Salah al Hamdani, your name and your song
is my prayer. It’s true, blood flows like oil
and burns like oil, and it’s the children who perish
for your tyrant and for mine. All the Caesars hunger
after money and power. All their empires
fall. Salah al Hamdani, I invoke your name
and kiss your cheek here in Piazza Duomo
because the dead have no names in Amerika,
the dead in Baghdad, the dead in Kabul.
The dead, the dead and the dying.
And those who merely survive.
Our Italian nights are full of wine and talk
and love. We have nothing but our songs
to stand against Caesar’s throne and his call
for blood. Old men should fight the wars. But
it’s always the innocent we send to annihilate
the innocent, filling their heads with lies.
The fascist in the White House sleeps well
most nights, guards at every door. Saddam is in
his castle or his cave, his guards guarding too.
The White House poet sleeps. Salah, what
can we tell them, what can we do to disturb these
sleeping giants? Italy is a world from ours, and ours
a world the Caesars and their jesters never knew.
Salaam, Salah al Hamdani.
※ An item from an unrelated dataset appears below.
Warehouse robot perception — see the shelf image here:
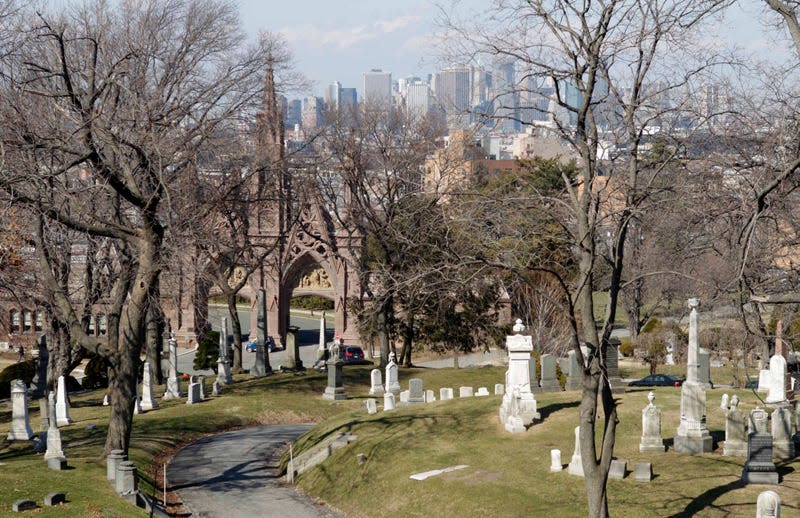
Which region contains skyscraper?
[364,69,392,105]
I invoke
your name to name the nameless, I invoke
your song to bring us all back home.
—from Rattle #22, Winter 2004
__________
Sam Hamill: “I grew up on a ranch in Utah, a farm in Utah, and my old man, my adopted father, loved poetry. And he would sometimes recite poetry while he worked. And he would explain to me, the rhythm of the work would help you decide what poem to sort of say. The way you sometimes hum or sing when you work—well, he recited poetry that way, and I think that was what first turned me on to poetry.” (website)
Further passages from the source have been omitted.